The mackerel test


“…The late 19th and early 20th century saw significant changes in the layout of St John’s Wood, largely due to transport schemes that were implemented towards the end of the Victorian period. In 1892 the Metropolitan Railway acquired land through the middle of St John’s Wood to pass a new line into Marylebone. Despite furious opposition, the tunnel was built which caused a scar in the centre of St John’s Wood and initiated the large-scale redevelopment of much of Wellington Road. As compensation for the disruption caused to Lord’s Cricket Ground, they were given the land of the Clergy Orphans’ School by the Railway; the St John’s Wood Burial Ground was also gifted to the public laid out as a garden…”

From Wikipedia:

“St. John’s Wood is a London Underground station located in St John’s Wood in the City of Westminster, north-west London. It was opened in 1939 as a stop on the Bakerloo line. Today St. John’s Wood is served by the Jubilee line, between Swiss Cottage and Baker Street stations and is in Travelcard Zone 2. A journey between St. John’s Wood and Baker Street typically takes less than three minutes.

The station building is located on the corner of Acacia Road and Finchley Road and tube maps from late 1938 and early 1939 indicate that it was originally to be given the name Acacia Road or Acacia. This station is the nearest to Lord’s Cricket Ground and Abbey Road Studios. The station is therefore not to be confused with Abbey Road DLR station in east London.

The station was opened on 20 November 1939 on a new section of deep-level tunnel constructed between Baker Street and Finchley Road when the Metropolitan line’s services on its Stanmore branch were transferred to the Bakerloo line. The new station replaced two nearby stations on the Metropolitan line which had closed the previous day. These were Lord’s (originally named St. John’s Wood Road, then St. John’s Wood and, finally, Lord’s) and Marlborough Road.
The station was transferred along with the rest of the Stanmore branch to the Jubilee line when it opened on 1 May 1979.
The station building designed by Stanley Heaps is Grade II listed.
The platform design remains the same as when opened in 1939, as designed by Harold Stabler. In 2006, the tiles were cleaned up and replaced.

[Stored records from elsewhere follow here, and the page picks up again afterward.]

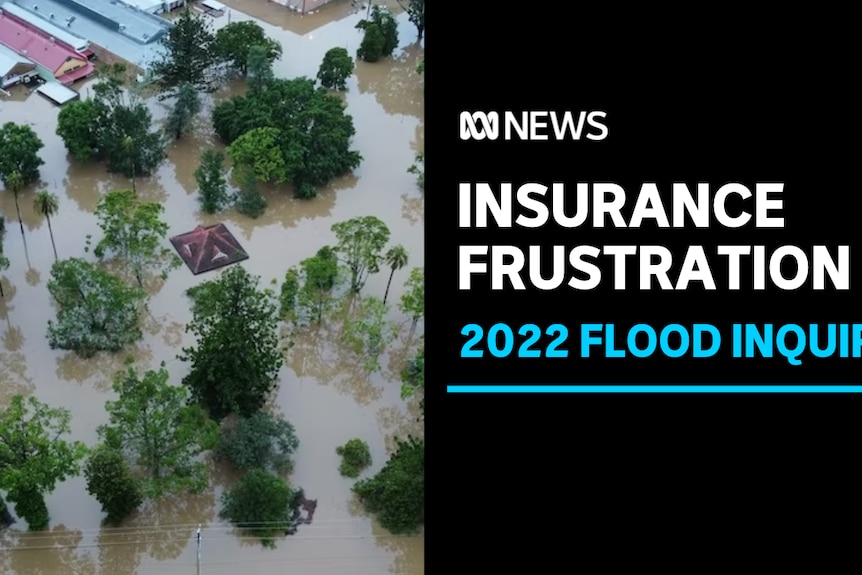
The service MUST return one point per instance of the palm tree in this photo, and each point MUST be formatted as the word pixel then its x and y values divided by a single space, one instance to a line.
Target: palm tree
pixel 47 204
pixel 396 258
pixel 15 183
pixel 129 148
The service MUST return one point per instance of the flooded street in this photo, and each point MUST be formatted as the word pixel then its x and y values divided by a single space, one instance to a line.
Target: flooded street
pixel 322 393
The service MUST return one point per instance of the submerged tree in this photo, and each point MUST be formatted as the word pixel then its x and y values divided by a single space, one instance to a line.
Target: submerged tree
pixel 318 276
pixel 413 378
pixel 19 153
pixel 35 456
pixel 237 358
pixel 212 184
pixel 336 68
pixel 355 457
pixel 152 424
pixel 413 299
pixel 112 126
pixel 249 202
pixel 259 71
pixel 259 504
pixel 396 495
pixel 416 13
pixel 186 107
pixel 188 55
pixel 367 333
pixel 112 483
pixel 232 45
pixel 360 243
pixel 260 441
pixel 396 258
pixel 381 35
pixel 134 233
pixel 46 203
pixel 98 312
pixel 418 169
pixel 314 132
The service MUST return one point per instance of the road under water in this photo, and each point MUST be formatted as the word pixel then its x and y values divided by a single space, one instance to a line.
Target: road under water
pixel 321 391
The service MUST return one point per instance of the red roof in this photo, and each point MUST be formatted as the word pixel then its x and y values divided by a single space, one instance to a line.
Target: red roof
pixel 28 43
pixel 205 249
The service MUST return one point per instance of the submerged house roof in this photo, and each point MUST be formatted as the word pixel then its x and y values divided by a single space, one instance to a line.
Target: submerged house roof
pixel 12 63
pixel 207 248
pixel 104 32
pixel 32 45
pixel 45 23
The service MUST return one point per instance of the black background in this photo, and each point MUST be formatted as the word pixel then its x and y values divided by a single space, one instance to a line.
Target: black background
pixel 543 483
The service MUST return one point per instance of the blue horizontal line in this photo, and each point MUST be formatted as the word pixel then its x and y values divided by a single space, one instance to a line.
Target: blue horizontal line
pixel 654 389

A common trivia question is, “Which London Underground station does not contain any of the letters in the word “mackerel”? The answer is St John’s Wood, which does not contain any of the letters A-C-E-K-L-M-R. This is only true because the word “Saint” is always abbreviated “St” in the name, and because Hoxton is on the London Overground but not the Underground. Victoria Coren Mitchell described this as her favourite trivia question. Two former stations also fulfil the mackerel test: Wotton and Wood Siding, which were part of the Underground network between 1933 and 1935.”